Thanga Pazham (born 6 June 1954 ), known by his screen name Jaguar Thangam, is a famous stunt choreographer in the Indian film industry who works in almost all regional languages in India primarily in Tamil Cinema. He began Silambam when he was 6 years old. In the middle of 1978, he was given the name Jaguar Thangam by a Malayalam director Mr. Chandrakumar. Following his debut in  Chandrakumar's Hindi drama Meena Bazzar (1978) as a stunt coordinator, his stunt career commenced with a brief phase of stunt sequences in nationwide film industry.

Jaguar Thangam was found by Mr. M.G.Ramachandran popularly known as M.G.R. (a famous actor and former Chief Minister of Tamilnadu ) in his early stage. As of now Jaguar Thangam completed 1000+ films in almost all languages in India. Jaguar Thangam has won Four Tamil Nadu State Film Award for Best Stunt Coordinator for Five Tamil movies.

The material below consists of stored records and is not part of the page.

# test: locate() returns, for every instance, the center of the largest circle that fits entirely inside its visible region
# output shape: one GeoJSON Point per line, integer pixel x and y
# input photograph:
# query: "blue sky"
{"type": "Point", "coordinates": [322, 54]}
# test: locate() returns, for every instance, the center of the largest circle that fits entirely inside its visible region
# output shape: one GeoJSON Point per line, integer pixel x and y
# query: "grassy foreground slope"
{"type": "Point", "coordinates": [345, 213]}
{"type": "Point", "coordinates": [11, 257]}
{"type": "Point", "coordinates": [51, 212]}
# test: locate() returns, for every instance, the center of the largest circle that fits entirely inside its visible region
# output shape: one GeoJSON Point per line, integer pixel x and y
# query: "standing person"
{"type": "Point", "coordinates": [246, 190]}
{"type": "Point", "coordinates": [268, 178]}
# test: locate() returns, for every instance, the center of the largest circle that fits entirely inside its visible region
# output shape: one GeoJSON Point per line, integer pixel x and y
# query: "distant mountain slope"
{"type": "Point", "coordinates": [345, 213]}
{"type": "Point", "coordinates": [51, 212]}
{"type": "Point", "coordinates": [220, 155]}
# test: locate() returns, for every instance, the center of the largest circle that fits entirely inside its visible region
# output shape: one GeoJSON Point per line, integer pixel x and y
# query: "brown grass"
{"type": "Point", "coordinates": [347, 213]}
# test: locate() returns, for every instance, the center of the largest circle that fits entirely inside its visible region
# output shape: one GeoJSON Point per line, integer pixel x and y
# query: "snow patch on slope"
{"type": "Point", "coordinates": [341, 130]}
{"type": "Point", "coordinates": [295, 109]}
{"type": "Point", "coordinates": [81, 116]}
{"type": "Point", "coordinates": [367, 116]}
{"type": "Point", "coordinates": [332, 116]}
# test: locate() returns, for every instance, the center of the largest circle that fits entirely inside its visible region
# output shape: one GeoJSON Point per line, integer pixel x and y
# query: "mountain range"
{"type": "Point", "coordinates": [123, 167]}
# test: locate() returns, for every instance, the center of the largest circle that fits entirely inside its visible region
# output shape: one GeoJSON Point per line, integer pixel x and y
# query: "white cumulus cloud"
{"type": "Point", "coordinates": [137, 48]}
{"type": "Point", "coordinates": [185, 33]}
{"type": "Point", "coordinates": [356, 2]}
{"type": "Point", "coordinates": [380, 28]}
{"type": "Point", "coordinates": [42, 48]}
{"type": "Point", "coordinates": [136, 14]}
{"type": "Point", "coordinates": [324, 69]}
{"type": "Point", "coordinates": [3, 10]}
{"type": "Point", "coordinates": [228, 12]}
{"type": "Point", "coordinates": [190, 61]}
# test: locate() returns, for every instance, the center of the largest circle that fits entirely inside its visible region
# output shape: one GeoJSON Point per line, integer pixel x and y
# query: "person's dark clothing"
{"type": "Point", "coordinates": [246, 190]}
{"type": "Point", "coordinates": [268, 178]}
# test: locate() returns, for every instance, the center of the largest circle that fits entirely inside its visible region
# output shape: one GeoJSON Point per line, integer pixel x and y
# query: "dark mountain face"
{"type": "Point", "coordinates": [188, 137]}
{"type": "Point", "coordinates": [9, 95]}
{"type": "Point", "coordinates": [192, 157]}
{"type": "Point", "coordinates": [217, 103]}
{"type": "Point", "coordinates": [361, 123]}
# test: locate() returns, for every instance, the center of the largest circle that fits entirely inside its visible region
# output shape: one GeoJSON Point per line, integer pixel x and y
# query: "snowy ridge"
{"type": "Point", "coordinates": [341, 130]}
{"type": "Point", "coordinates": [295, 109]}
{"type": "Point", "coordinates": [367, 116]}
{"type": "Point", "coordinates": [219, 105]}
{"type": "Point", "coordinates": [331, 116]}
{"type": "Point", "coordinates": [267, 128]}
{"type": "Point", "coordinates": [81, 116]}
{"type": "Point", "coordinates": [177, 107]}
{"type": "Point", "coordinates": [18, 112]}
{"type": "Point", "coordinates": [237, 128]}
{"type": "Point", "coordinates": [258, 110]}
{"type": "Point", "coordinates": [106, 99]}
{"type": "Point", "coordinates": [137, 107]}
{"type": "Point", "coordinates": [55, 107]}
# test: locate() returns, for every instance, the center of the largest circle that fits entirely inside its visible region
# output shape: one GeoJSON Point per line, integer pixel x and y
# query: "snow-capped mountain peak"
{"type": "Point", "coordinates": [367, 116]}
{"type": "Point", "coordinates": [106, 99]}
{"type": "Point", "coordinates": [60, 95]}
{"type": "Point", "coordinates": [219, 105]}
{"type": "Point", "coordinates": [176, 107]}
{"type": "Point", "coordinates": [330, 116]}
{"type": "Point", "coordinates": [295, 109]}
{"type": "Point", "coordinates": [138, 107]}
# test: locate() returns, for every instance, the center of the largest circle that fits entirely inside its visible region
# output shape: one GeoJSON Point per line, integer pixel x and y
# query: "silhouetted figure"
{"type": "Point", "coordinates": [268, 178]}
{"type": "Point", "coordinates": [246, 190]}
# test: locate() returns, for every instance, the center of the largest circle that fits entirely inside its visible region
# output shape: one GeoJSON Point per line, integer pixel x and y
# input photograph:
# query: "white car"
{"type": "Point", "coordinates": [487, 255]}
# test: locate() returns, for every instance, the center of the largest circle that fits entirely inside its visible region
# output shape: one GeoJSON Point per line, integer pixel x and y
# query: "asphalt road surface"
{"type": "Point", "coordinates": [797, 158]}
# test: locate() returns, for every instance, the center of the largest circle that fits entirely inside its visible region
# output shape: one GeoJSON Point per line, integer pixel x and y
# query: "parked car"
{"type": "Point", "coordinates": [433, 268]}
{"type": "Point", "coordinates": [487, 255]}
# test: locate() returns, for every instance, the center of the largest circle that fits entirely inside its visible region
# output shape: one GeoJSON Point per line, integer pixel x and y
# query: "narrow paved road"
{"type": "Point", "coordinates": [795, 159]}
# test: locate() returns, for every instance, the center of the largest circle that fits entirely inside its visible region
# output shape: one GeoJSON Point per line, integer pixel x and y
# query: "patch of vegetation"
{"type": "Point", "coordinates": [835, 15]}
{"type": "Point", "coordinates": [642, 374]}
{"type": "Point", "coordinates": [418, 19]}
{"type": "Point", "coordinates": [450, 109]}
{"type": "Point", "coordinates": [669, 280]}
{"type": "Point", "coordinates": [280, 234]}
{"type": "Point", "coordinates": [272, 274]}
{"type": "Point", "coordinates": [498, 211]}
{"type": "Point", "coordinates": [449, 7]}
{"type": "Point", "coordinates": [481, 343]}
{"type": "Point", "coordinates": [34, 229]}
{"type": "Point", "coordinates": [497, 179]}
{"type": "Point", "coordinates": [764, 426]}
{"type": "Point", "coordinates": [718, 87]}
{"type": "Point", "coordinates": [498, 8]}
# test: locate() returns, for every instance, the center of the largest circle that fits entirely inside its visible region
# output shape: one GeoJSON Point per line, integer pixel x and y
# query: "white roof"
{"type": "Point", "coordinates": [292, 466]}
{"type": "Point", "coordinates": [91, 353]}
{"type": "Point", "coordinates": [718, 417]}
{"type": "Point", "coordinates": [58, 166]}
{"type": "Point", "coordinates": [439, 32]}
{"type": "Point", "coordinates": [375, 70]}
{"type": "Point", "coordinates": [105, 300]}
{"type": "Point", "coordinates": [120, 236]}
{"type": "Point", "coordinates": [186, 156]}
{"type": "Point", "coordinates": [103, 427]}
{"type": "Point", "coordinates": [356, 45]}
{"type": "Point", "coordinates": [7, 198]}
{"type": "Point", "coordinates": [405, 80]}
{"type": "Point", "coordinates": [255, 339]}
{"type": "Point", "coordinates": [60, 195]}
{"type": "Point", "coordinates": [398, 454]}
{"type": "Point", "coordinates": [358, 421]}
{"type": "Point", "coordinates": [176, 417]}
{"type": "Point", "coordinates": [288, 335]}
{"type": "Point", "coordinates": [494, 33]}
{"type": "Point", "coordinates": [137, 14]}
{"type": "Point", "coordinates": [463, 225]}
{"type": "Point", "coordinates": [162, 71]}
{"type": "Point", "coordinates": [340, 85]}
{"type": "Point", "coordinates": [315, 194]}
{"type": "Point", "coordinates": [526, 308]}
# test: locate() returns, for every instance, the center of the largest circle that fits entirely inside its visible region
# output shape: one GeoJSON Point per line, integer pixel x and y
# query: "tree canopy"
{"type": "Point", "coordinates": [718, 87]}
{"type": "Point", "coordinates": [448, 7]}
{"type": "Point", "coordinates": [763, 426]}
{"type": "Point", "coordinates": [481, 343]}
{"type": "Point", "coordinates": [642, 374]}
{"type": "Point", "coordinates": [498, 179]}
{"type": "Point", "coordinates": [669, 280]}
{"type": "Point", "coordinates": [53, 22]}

In addition to stunt, he is also working as a actor, producer, Script writer and Director. Apart from his stunt career, he is interested in social activities and politics. Jaguar Thangam is associated as Honourable Secretary with the Film and Television Producers’ Guild of South India, which is located in Thiyagaraya Nagar in Chennai, Tamilnadu.

Early career

Jaguar Thangam started learning Silambam at the age of 6. From then till now, he has been the only person in the film industry who has mastered 27 kinds of stunt arts.

Film career
Jaguar Thangam started his film career in Hindi as a Stunt Choreographer in the movie Meena Bazaar in 1978. Following that, he has done more than 87 films in Hindi where he did 17 movies with the veteran actor Mithun Chakraborty.

He started his film career as a stunt fighter in the Tamil movie Vetri in which famous Tamil actor Vijayakanth got a lead role. He started his career as a Stunt Choreographer in Tamil movie Vaigasi Poranthachu. He worked in the Hollywood movie Blood Stone, which is the only Hollywood movie of Rajinikanth. He worked with the veteran actor Kamal Hasan in the movie Maharasan.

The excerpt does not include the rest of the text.